Par exemple, au Rwanda, regarder les jacqueries de 1959 comme des violences visibles, en haut de l’arbre, aller sous le sol chercher les racines de l’arbre. Aller chercher les violences n° 1 à la base de ces violences n° 2 : cela fait remonter plus loin dans le temps et repérer l’enchaînement des violences jusqu’à aujourd’hui, dans toute la Région des Grands Lacs.

Canaliser les forces populaires pour plus de justice et de paix

Ici, à l’Est du Congo, les gens se révoltent contre la MONUSCO non seulement pour son inefficacité dans la protection des civils tués quotidiennement mais encore, pire, pour ses graves dysfonctionnements : le plus pénible, c’est que les gens voient plusieurs de ses militaires voler et détourner les fonds. C’est très visible par exemple avec l’essence ONUsienne qui se retrouve en vente dans les quartiers. Elle est très repérable car de couleur bleue, à cause d’un additif spécifique. Pire, à Béni, où les gens n’osent plus aller dans leurs champs (où chaque jour des gens se font ‘égorger’ et ‘décapiter’ (mots quotidiens ici), les militaires ONUSCO sont accusés (tout comme des membres des FARC, armée congolaise) de voler dans les champs, comme l’atteste le cacao par exemple que les gens voient 1) dans leurs containers, alors que ces militaires d’ailleurs n’ont pas de champs à eux, et 2) en vente dans des quartiers autour de leurs bases et baraquements, alors que les champs sont loin de là.

Histoire banale ici : un citoyen a dénoncé un militaire des FARC, dont le container était plein. Le citoyen a été tué qq nuits plus tard. Ici, tout qui agit en justicier disparaît vite…

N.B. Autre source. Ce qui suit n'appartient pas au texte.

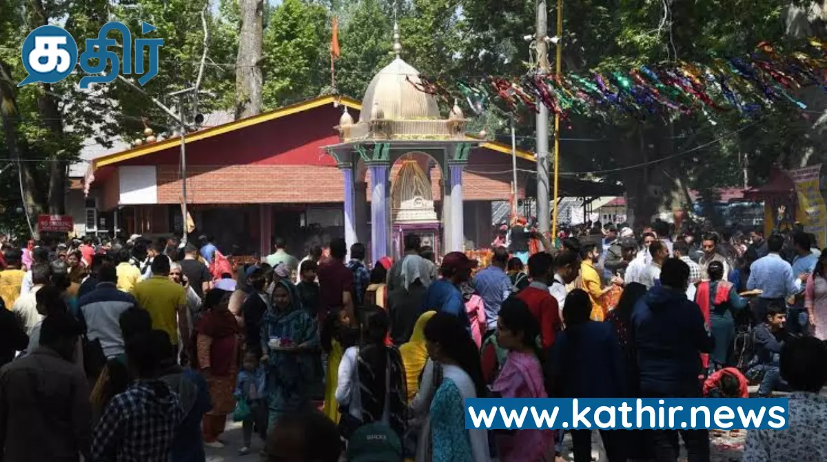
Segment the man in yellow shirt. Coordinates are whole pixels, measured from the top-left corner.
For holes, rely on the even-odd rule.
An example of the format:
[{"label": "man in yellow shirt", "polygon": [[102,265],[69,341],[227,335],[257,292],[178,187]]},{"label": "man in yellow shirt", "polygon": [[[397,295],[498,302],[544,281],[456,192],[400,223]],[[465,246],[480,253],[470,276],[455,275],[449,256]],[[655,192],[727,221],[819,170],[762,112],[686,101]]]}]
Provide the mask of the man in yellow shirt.
[{"label": "man in yellow shirt", "polygon": [[129,262],[129,250],[122,248],[116,254],[117,257],[117,288],[125,292],[131,292],[135,285],[141,281],[141,270]]},{"label": "man in yellow shirt", "polygon": [[9,248],[3,256],[7,266],[6,269],[0,271],[0,298],[6,305],[6,309],[11,310],[20,296],[23,277],[26,277],[26,272],[20,269],[23,253],[19,248]]},{"label": "man in yellow shirt", "polygon": [[[188,346],[187,295],[184,286],[170,281],[170,257],[159,255],[152,260],[152,277],[136,284],[132,295],[138,306],[152,318],[152,329],[164,330],[175,345]],[[180,331],[181,339],[178,333]]]},{"label": "man in yellow shirt", "polygon": [[580,251],[583,262],[580,267],[580,277],[582,280],[583,290],[589,294],[591,299],[591,320],[602,321],[605,317],[605,309],[603,307],[603,296],[612,290],[613,285],[622,285],[623,281],[618,277],[612,277],[612,284],[603,288],[600,282],[600,274],[595,267],[595,264],[600,260],[600,251],[593,243],[584,244]]}]

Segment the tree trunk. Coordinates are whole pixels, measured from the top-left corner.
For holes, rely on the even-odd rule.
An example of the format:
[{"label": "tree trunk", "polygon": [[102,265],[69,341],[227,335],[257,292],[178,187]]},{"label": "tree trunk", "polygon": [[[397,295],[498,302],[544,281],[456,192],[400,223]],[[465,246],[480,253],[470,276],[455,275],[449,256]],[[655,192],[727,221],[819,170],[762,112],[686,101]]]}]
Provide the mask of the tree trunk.
[{"label": "tree trunk", "polygon": [[238,34],[236,60],[236,118],[260,113],[264,78],[261,74],[261,44],[264,29],[262,0],[240,0],[241,30]]},{"label": "tree trunk", "polygon": [[[34,164],[20,161],[26,158],[24,153],[26,149],[26,140],[17,137],[18,113],[14,94],[15,86],[15,83],[11,79],[10,68],[0,60],[0,118],[2,119],[6,146],[8,147],[9,156],[17,163],[22,205],[25,208],[27,216],[36,217],[43,210],[43,207],[36,194],[37,183],[32,171]],[[34,226],[31,221],[29,224]],[[37,229],[34,229],[32,231],[34,234],[32,238],[39,238]]]},{"label": "tree trunk", "polygon": [[[36,26],[49,24],[49,15],[43,7],[41,0],[30,2],[30,21]],[[58,108],[57,100],[52,96],[52,88],[50,84],[37,84],[37,112],[40,113],[44,125],[51,132],[55,140],[63,137],[63,118]],[[68,162],[60,156],[52,153],[49,158],[49,186],[46,197],[50,214],[61,215],[66,209],[66,176],[68,175]]]}]

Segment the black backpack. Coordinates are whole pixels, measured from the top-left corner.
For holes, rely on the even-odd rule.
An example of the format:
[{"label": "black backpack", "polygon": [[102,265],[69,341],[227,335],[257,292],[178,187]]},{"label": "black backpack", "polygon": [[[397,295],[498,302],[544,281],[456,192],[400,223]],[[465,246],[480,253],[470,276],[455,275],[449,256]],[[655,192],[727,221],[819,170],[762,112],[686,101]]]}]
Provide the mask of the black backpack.
[{"label": "black backpack", "polygon": [[746,373],[755,359],[755,332],[751,327],[736,332],[733,342],[733,355],[735,366]]}]

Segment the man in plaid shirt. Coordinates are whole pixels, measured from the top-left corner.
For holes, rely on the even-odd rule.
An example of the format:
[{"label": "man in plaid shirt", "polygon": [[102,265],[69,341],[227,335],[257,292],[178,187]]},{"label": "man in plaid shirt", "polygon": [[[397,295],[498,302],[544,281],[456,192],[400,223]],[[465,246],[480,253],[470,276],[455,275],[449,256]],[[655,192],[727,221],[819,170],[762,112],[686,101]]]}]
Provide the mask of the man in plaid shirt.
[{"label": "man in plaid shirt", "polygon": [[351,246],[351,261],[347,262],[347,269],[353,272],[353,302],[356,306],[365,303],[365,291],[370,284],[370,272],[365,266],[365,244],[356,243]]},{"label": "man in plaid shirt", "polygon": [[696,284],[700,282],[700,267],[689,257],[689,244],[682,239],[672,244],[672,253],[676,258],[689,266],[689,288],[686,289],[686,298],[695,301]]},{"label": "man in plaid shirt", "polygon": [[178,396],[161,382],[172,344],[162,330],[139,334],[127,344],[127,363],[136,380],[107,406],[95,428],[93,462],[167,462],[184,419]]}]

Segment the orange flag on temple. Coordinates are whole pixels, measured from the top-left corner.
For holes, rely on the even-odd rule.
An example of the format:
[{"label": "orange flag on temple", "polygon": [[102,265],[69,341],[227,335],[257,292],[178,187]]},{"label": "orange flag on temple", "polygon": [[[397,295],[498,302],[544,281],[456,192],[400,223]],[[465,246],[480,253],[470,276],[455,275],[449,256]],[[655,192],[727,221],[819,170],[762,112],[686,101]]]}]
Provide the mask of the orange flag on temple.
[{"label": "orange flag on temple", "polygon": [[339,58],[342,52],[339,50],[339,18],[333,17],[333,34],[330,39],[330,55],[332,58]]}]

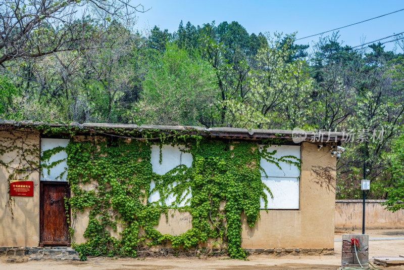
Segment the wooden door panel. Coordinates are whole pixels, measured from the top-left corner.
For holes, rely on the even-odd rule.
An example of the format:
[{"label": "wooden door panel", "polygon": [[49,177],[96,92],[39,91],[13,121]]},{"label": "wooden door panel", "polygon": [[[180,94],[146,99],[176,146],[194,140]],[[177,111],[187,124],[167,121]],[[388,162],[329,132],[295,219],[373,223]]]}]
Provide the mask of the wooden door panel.
[{"label": "wooden door panel", "polygon": [[69,197],[66,182],[41,182],[40,229],[42,245],[69,243],[65,197]]}]

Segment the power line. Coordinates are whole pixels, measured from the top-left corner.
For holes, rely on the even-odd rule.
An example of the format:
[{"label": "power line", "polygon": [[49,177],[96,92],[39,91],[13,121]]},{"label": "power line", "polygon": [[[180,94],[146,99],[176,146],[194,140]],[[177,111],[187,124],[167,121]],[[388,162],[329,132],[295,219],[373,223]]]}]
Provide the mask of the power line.
[{"label": "power line", "polygon": [[321,35],[322,34],[324,34],[325,33],[328,33],[328,32],[331,32],[332,31],[335,31],[336,30],[338,30],[338,29],[340,29],[344,28],[345,27],[347,27],[348,26],[351,26],[355,25],[356,24],[359,24],[362,23],[363,22],[367,22],[368,21],[371,21],[372,20],[374,20],[375,19],[377,19],[378,18],[380,18],[381,17],[385,16],[387,16],[387,15],[389,15],[390,14],[392,14],[393,13],[395,13],[396,12],[398,12],[399,11],[402,11],[403,10],[404,10],[404,9],[401,9],[401,10],[396,10],[395,11],[393,11],[393,12],[390,12],[390,13],[387,13],[386,14],[383,14],[382,15],[380,15],[379,16],[375,17],[374,18],[372,18],[371,19],[368,19],[367,20],[365,20],[365,21],[362,21],[361,22],[358,22],[357,23],[352,23],[352,24],[349,24],[348,25],[345,25],[345,26],[342,26],[341,27],[338,27],[337,28],[333,29],[332,30],[329,30],[328,31],[326,31],[325,32],[322,32],[321,33],[319,33],[318,34],[316,34],[315,35],[309,35],[309,36],[305,36],[305,37],[300,37],[300,38],[297,38],[296,39],[295,39],[295,40],[299,40],[300,39],[304,39],[305,38],[307,38],[308,37],[311,37],[312,36],[315,36],[316,35]]},{"label": "power line", "polygon": [[[376,41],[380,41],[380,40],[382,40],[383,39],[385,39],[386,38],[388,38],[389,37],[391,37],[392,36],[397,36],[398,35],[400,35],[400,34],[401,34],[402,33],[404,33],[404,32],[401,32],[401,33],[398,33],[398,34],[395,34],[394,35],[389,35],[388,36],[386,36],[386,37],[383,37],[383,38],[379,38],[378,39],[376,39],[376,40],[373,40],[373,41],[370,41],[370,42],[366,42],[366,43],[364,43],[363,44],[361,44],[361,45],[358,45],[357,46],[354,46],[353,47],[351,47],[351,49],[356,48],[358,48],[358,47],[361,47],[363,46],[364,45],[367,45],[368,44],[374,43],[374,42],[375,42]],[[392,39],[392,40],[390,40],[390,41],[388,41],[388,42],[391,42],[392,41],[396,40],[401,39],[402,39],[402,38],[399,38],[399,39]],[[387,43],[387,42],[385,42],[384,43]],[[382,43],[382,44],[384,44],[384,43]]]}]

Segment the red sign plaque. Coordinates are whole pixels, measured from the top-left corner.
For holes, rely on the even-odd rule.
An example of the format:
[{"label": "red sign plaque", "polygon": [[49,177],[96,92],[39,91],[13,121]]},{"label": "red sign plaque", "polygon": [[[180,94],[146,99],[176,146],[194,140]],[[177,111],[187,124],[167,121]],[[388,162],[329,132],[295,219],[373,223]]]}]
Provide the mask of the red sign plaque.
[{"label": "red sign plaque", "polygon": [[10,195],[12,196],[33,196],[34,182],[15,181],[11,183],[10,184]]}]

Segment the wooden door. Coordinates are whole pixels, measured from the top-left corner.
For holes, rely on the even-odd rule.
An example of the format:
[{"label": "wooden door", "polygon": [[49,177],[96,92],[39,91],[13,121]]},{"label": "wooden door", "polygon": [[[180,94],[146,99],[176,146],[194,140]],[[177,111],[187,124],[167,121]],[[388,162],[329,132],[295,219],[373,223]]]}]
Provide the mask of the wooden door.
[{"label": "wooden door", "polygon": [[70,197],[67,182],[40,182],[40,245],[70,244],[64,197]]}]

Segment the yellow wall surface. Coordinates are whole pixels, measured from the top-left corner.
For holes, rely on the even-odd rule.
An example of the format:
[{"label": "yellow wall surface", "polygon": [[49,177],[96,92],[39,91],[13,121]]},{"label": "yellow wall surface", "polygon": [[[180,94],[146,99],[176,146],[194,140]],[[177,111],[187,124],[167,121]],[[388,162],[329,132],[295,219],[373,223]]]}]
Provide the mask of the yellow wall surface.
[{"label": "yellow wall surface", "polygon": [[[254,227],[244,222],[243,248],[334,248],[336,159],[328,147],[318,151],[316,145],[309,143],[302,144],[300,157],[299,210],[261,210]],[[315,172],[327,168],[333,181]]]},{"label": "yellow wall surface", "polygon": [[[0,132],[0,138],[7,138],[8,134]],[[30,136],[29,140],[39,148],[38,134]],[[16,156],[8,153],[0,158],[7,162]],[[300,158],[299,209],[262,210],[261,218],[253,228],[249,228],[242,217],[243,248],[333,248],[336,158],[331,156],[329,147],[318,151],[316,145],[308,143],[302,144]],[[331,181],[316,172],[327,171]],[[39,242],[39,174],[35,171],[29,178],[34,182],[34,197],[14,198],[14,219],[4,206],[8,196],[8,176],[7,170],[0,167],[0,246],[36,246]],[[88,224],[88,209],[83,213],[78,211],[72,218],[72,226],[76,231],[74,240],[77,243],[85,241],[82,234]],[[191,226],[189,213],[170,210],[168,221],[162,214],[156,229],[163,234],[178,235]]]},{"label": "yellow wall surface", "polygon": [[[25,147],[34,145],[39,149],[39,132],[26,131],[0,131],[0,143],[3,147],[10,145],[7,144],[22,146],[23,143]],[[17,152],[5,153],[0,156],[0,159],[5,163],[13,161],[10,166],[18,167],[18,157],[20,155]],[[26,156],[28,159],[39,163],[38,156],[30,156],[27,151],[24,155],[28,155]],[[11,168],[8,169],[4,166],[0,166],[0,247],[36,247],[39,242],[39,172],[34,171],[27,179],[34,182],[33,197],[12,196],[13,201],[9,208],[6,206],[9,189],[7,179],[13,171]]]},{"label": "yellow wall surface", "polygon": [[[404,210],[386,210],[382,200],[367,200],[365,205],[366,228],[404,228]],[[335,203],[335,228],[362,228],[362,200],[338,200]]]}]

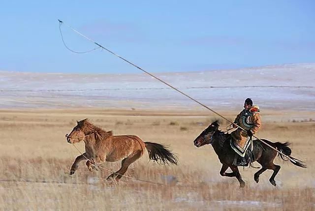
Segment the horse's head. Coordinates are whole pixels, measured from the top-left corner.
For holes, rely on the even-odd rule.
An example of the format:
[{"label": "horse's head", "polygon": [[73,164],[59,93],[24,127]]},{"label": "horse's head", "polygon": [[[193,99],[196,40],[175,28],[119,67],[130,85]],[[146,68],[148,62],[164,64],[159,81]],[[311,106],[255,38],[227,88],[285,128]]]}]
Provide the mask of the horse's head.
[{"label": "horse's head", "polygon": [[70,134],[65,134],[67,142],[70,144],[74,144],[84,140],[86,136],[84,133],[84,128],[85,125],[88,123],[87,119],[79,121],[77,121],[77,125],[73,127]]},{"label": "horse's head", "polygon": [[194,145],[197,147],[200,147],[206,144],[212,144],[213,142],[213,135],[218,130],[219,126],[218,121],[212,122],[193,141]]}]

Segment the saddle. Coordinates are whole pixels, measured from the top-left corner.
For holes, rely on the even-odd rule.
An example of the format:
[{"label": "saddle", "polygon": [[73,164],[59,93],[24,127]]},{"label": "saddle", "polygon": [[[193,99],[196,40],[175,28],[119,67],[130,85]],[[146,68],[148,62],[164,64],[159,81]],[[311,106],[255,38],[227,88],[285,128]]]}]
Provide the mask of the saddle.
[{"label": "saddle", "polygon": [[233,165],[237,166],[247,166],[249,164],[250,166],[252,166],[251,164],[253,162],[253,157],[252,152],[253,149],[253,145],[252,137],[247,138],[245,143],[240,143],[239,140],[236,140],[231,137],[230,139],[230,145],[236,152]]}]

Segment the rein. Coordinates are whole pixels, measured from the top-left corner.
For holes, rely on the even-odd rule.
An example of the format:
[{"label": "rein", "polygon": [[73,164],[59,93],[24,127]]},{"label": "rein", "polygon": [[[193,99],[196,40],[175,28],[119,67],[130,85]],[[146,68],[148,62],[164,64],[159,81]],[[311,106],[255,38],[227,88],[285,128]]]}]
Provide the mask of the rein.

Pendant le séminaire à Butembo que j’ai donné la semaine dernière à 40 piliers de la société civile + politiciens + professeurs + religieux, j’ai enseigné les méthodes d’actions non-violentes, par lesquelles la force de la vérité se propage sans que jamais un nom ne soit connu, un individu ne se soit avancé seul (surtout ne jamais agir en justicier, ne pas s’approprier la justice, ne pas personnaliser le Cadre de Droit) : l’art de mobiliser le groupe jusqu’à atteindre une masse critique pour atteindre l’objectif précis de changement, objectif réaliste à notre portée. C’est justement le point faible de ces révoltes populaires qui s’indignent et s’affrontent à des Forces du ‘Désordre établi’, sans que leurs forces soient canalisées.

Je vis l’urgence de former ces leaders à la fois honnêtes, humbles et intelligents que je connais après 15 ans de sessions dans la région. Je tiens à les accompagner dans un engagement réfléchi et orienté constructivement vers un progrès, à partir de leurs créativités pour trouver la bonne prise, à l’image de la marche du sel d’un mois (moins 5 jours) de Gandhi et de la marche d’un an (plus 5 jours) des Afro-américains boycottant les bus de l’apartheid.